BY: Devin Foley

As I consider our modern culture this Thanksgiving morning, I am struck by the contrast between our lives and those of our forefathers.

Materially, there can be no doubt that our wealth exceeds theirs immeasurably. But I fear that the wealth that I want most for myself and my children has been spent. Have we become spiritually poor?

Consider this account of the Pilgrims during the winter of 1621 from A Brief History of the Pilgrims:

“In two or three months time half of their company died, especially in January and February, being in the depth of winter, and wanting houses and other comforts, being infected with the scurvy and other diseases which this long voyage had brought upon them; so as they died sometimes two or three of a day; that of the hundred and odd persons, scarce fifty remained. And of these in the time of most distress, there was but six or seven sound persons, who spared no pains, night or day, but with abundance of toil and hazard of their own health, fetched them wood, made them fires, dressed their meat, made their beds, washed their loathsome clothes, clothed and unclothed them; in a word, did all the homely and necessary offices for them which dainty and quesie stomachs cannot endure to hear named; and all this willingly and cheerfully, without any grudging in the least. …they were not wanting to any that had need of them and I doubt not but their recompense is with the Lord.”

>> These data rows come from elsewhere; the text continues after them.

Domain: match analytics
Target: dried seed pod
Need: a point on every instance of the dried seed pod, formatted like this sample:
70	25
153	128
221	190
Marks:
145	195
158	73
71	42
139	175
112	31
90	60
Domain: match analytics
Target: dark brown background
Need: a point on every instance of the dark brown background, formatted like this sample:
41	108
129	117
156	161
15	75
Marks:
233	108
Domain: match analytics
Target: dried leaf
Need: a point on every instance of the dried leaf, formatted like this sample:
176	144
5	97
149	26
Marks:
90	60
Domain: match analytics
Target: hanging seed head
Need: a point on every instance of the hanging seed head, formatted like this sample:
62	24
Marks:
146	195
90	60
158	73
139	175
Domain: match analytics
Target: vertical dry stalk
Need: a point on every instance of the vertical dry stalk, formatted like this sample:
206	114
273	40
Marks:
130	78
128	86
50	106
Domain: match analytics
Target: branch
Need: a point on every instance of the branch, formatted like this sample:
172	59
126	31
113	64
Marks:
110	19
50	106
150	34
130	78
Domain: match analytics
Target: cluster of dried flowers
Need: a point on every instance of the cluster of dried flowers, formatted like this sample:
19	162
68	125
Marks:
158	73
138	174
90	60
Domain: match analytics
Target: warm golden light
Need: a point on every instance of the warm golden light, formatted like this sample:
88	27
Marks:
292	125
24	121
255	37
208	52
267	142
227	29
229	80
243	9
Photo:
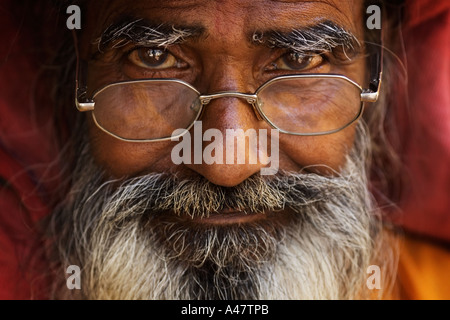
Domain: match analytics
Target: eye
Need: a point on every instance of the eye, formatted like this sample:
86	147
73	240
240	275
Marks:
298	62
153	58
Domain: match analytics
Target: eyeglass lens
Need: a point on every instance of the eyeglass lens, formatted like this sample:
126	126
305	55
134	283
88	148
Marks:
154	109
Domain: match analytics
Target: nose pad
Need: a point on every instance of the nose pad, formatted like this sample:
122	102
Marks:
230	136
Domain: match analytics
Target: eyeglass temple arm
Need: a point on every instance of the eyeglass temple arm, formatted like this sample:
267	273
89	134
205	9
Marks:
376	70
81	101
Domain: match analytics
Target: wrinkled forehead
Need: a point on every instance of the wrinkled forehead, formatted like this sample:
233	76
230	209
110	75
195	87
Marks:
229	16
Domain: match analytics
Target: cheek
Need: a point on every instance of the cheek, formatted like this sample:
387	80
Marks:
318	153
121	159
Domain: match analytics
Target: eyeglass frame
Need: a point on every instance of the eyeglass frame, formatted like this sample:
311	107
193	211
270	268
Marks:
371	94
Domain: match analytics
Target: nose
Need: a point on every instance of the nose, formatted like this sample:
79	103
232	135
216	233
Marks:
234	142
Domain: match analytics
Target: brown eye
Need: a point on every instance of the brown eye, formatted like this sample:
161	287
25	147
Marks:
153	58
299	62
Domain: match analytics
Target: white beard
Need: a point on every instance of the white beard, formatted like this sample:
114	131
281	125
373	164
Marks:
126	248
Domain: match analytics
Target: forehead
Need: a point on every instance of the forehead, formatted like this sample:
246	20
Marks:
230	16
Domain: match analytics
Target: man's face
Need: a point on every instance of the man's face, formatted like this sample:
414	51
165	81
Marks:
224	57
220	230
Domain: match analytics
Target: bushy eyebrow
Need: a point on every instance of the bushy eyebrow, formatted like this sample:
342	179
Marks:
323	37
143	32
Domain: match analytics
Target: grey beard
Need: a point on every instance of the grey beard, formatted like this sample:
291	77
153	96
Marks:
134	239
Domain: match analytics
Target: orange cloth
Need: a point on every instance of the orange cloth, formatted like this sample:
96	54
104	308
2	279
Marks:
423	270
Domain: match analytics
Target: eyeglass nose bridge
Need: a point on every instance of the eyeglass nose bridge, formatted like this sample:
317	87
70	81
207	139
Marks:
250	98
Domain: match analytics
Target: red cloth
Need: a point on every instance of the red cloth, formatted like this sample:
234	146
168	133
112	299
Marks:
26	146
426	140
26	149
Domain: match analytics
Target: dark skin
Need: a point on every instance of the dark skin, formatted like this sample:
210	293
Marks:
226	60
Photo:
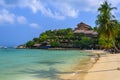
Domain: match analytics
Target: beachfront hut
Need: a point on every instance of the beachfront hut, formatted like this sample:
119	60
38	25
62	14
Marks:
85	30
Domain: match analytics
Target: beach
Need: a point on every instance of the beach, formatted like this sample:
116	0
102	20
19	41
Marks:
106	68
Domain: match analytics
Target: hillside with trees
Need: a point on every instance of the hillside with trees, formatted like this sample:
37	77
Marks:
106	34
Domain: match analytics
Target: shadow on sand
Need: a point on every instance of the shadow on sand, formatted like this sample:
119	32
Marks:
52	73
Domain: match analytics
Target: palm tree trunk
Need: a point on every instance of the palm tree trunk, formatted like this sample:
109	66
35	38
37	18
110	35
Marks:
115	46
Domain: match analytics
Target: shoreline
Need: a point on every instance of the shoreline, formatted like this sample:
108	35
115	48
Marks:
81	69
106	68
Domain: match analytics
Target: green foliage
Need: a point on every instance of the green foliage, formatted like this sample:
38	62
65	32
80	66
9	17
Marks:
106	25
86	42
55	44
29	43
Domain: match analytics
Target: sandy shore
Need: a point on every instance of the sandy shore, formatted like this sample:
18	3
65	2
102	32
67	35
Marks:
106	68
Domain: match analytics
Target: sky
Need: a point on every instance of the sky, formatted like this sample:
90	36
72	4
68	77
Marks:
23	20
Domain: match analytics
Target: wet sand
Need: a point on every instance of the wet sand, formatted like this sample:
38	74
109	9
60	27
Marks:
106	68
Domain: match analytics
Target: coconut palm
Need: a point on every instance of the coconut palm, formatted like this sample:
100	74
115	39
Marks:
106	23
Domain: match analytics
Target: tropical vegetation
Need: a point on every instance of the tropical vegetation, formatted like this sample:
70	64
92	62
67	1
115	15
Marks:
107	26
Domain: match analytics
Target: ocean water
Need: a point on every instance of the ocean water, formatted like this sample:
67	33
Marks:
36	64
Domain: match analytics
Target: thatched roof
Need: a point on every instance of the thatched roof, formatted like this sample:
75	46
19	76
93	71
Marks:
36	45
83	28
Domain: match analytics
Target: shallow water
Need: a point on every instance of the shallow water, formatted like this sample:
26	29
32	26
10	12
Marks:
28	64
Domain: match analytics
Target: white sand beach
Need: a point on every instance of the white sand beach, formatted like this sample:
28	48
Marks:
106	68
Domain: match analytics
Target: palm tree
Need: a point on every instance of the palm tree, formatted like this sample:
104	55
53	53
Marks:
107	24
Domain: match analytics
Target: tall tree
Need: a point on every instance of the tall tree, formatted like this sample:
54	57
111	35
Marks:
106	24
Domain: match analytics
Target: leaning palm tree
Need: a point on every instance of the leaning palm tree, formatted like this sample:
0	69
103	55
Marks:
106	24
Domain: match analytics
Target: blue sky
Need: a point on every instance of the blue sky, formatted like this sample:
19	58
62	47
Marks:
22	20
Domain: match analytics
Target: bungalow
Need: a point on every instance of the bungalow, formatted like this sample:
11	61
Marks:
86	30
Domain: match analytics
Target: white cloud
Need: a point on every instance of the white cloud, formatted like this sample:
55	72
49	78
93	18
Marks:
59	9
34	25
7	17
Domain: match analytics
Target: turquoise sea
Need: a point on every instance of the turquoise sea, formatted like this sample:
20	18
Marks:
36	64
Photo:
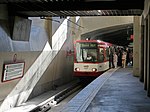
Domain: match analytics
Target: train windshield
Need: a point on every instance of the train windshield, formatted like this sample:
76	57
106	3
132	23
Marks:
86	52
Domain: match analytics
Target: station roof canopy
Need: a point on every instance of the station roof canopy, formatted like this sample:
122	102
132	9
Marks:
64	8
46	8
119	35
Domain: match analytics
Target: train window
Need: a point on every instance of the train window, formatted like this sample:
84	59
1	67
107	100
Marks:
101	56
107	53
85	54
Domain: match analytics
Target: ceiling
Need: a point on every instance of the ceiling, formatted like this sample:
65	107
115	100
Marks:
64	8
119	35
36	8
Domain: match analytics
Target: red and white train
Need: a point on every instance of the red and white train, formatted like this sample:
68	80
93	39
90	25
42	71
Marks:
91	58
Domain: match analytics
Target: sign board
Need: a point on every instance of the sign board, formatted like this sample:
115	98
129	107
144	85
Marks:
13	71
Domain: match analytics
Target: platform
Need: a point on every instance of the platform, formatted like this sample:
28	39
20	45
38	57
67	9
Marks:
115	91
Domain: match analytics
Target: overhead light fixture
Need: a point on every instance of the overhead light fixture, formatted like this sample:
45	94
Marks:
99	0
99	11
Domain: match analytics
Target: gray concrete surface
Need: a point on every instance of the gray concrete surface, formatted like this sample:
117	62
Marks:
122	92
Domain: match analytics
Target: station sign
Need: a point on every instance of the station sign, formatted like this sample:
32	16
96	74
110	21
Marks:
13	71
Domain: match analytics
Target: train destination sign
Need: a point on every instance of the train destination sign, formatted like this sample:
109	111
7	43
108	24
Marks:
13	71
91	45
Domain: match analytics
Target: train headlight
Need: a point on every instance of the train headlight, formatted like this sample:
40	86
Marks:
77	69
94	69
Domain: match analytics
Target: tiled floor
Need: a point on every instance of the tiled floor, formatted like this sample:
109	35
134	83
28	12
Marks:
122	92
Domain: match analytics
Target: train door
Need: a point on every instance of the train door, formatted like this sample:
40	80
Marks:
101	54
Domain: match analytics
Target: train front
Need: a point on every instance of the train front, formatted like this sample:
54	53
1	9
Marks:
86	61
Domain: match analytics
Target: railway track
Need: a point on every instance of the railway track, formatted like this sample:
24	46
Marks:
57	98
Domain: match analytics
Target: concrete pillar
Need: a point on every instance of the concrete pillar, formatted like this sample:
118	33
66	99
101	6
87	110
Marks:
148	61
136	46
48	28
145	52
142	51
3	12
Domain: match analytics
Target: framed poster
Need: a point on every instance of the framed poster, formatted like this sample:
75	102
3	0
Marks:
13	71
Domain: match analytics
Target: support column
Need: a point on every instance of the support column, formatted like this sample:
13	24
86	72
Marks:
145	52
136	46
148	61
142	51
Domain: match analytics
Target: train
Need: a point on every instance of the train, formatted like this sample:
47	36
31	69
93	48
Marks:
91	58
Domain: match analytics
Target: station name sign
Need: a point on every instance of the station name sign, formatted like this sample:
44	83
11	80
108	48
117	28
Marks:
89	45
13	71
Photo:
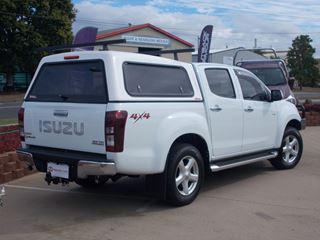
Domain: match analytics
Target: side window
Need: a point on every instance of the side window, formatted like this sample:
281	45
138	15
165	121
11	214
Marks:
251	88
220	82
156	80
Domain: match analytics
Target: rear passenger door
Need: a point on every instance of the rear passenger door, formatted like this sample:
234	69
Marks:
260	116
225	112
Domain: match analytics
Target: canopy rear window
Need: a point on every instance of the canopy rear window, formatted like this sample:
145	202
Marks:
79	82
156	80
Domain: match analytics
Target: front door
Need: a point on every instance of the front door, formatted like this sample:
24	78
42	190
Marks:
260	115
225	112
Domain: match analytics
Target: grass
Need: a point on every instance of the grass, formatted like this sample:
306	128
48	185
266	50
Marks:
8	121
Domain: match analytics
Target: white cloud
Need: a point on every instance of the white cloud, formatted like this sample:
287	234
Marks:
274	23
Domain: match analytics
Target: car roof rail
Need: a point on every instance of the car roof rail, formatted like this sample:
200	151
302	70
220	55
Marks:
174	51
255	50
104	44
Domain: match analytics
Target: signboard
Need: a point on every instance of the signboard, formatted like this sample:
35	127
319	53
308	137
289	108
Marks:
146	40
204	46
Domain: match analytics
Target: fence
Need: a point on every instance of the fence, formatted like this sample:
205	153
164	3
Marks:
21	80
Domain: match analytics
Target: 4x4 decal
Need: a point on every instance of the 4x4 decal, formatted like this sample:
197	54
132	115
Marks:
137	116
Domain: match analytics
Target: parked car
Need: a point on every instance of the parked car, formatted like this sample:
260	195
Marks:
274	74
94	115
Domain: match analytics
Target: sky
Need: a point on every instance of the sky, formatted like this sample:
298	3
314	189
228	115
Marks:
273	23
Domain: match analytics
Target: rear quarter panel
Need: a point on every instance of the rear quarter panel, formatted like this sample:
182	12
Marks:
148	140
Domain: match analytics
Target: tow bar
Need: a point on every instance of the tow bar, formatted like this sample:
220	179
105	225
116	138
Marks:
2	193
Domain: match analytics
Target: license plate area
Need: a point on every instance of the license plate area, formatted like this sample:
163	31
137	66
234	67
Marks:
58	170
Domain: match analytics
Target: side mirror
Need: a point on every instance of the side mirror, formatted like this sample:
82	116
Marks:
291	82
276	95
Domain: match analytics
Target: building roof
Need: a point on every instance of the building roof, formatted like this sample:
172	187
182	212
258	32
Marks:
220	50
117	31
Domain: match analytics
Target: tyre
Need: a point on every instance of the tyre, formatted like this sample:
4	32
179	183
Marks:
290	151
185	174
92	181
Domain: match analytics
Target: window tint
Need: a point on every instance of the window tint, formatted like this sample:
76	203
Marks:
154	80
220	82
252	89
270	76
70	82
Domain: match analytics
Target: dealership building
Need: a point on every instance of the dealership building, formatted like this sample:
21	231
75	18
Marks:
146	38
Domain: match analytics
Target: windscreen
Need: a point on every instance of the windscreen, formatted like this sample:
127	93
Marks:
270	76
79	82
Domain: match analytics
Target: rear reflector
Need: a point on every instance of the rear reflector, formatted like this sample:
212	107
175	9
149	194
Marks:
21	124
115	123
71	57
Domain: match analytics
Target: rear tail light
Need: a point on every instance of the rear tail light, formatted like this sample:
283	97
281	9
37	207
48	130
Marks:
21	124
115	123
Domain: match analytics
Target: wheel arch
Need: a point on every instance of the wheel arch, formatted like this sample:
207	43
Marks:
294	123
197	141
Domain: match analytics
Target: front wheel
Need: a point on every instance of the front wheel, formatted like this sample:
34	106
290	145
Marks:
185	174
290	151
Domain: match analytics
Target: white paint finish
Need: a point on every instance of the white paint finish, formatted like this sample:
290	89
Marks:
226	124
91	115
147	141
259	125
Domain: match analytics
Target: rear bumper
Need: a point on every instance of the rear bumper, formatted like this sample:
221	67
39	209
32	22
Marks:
81	164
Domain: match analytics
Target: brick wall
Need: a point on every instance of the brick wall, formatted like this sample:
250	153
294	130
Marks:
9	138
313	118
12	168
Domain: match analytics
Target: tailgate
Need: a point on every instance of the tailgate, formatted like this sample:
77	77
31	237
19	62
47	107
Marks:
65	107
67	126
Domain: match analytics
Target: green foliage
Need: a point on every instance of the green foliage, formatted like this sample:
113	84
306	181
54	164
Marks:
301	61
29	24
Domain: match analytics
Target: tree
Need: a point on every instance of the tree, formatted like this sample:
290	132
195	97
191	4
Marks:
301	61
30	24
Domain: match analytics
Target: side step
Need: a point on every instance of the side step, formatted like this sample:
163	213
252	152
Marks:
242	160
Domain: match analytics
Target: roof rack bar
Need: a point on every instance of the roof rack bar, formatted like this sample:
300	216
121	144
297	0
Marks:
253	50
79	45
174	51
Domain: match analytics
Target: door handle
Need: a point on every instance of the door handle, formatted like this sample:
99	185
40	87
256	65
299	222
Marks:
249	109
216	108
60	113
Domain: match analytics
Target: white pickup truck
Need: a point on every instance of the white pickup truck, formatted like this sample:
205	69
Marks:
90	116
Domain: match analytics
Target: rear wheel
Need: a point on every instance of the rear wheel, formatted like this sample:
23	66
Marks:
185	174
290	151
92	181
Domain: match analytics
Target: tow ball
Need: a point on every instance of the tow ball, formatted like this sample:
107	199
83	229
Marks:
55	180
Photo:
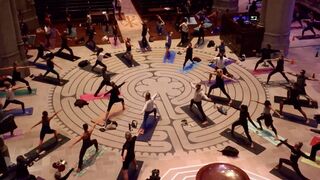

Such an attitude of joy in the face of suffering and material poverty could have only come through vast spiritual wealth.

Over 150 years later, that spiritual treasure was still on display. We can see it in George Washington’s Thanksgiving Proclamation on October 3, 1789:

“…I do recommend and assign Thursday, the 26th day of November next, to be devoted by the people of these States to the service of that great and glorious Being who is the beneficent author of all the good that was, that is, or that will be; that we may then all unite in rendering unto Him our sincere and humble thanks for His kind care and protection of the people of this country previous to their becoming a nation; for the signal and manifold mercies and the favor, able interpositions of His providence in the course and conclusion of the late war; for the great degree of tranquillity, union, and plenty which we have since enjoyed; for the peaceable and rational manner in which we have been enabled to establish constitutions of government for our safety and happiness, and particularly the national one now lately instituted; for the civil and religious liberty with which we are blessed, and the means we have of acquiring and diffusing useful knowledge; and, in general, for all the great and various favors which He has been pleased to confer upon us.”

In 1863, Abraham Lincoln passed on and enshrined in law our spiritual inheritance by making Thanksgiving a national holiday, writing:

“No human counsel hath devised nor hath any mortal hand worked out these great things. They are the gracious gifts of the Most High God, who, while dealing with us in anger for our sins, hath nevertheless remembered mercy.

It has seemed to me fit and proper that they should be solemnly, reverently and gratefully acknowledged as with one heart and voice by the whole American people. I do therefore invite my fellow citizens in every part of the United States, and also those who are at sea and those who are sojourning in foreign lands, to set apart and observe the last Thursday of November next, as a day of Thanksgiving and Praise to our beneficent Father who dwelleth in the Heavens.”

Though some today are happy that we’ve discarded such an inheritance, I am not one. I find our culture to be a wasteland, a desert that leaves my soul parched.

One small way that I can help replenish that spiritual wealth is to take seriously Abraham Lincoln’s charge to America by remembering that today is not just a day of food and shopping, but rather “a day of Thanksgiving and Praise to our beneficent Father who dwelleth in the Heavens.” Such treasure, I hope, will be stored up in the hearts of my children for the trials and tribulations that they will surely face.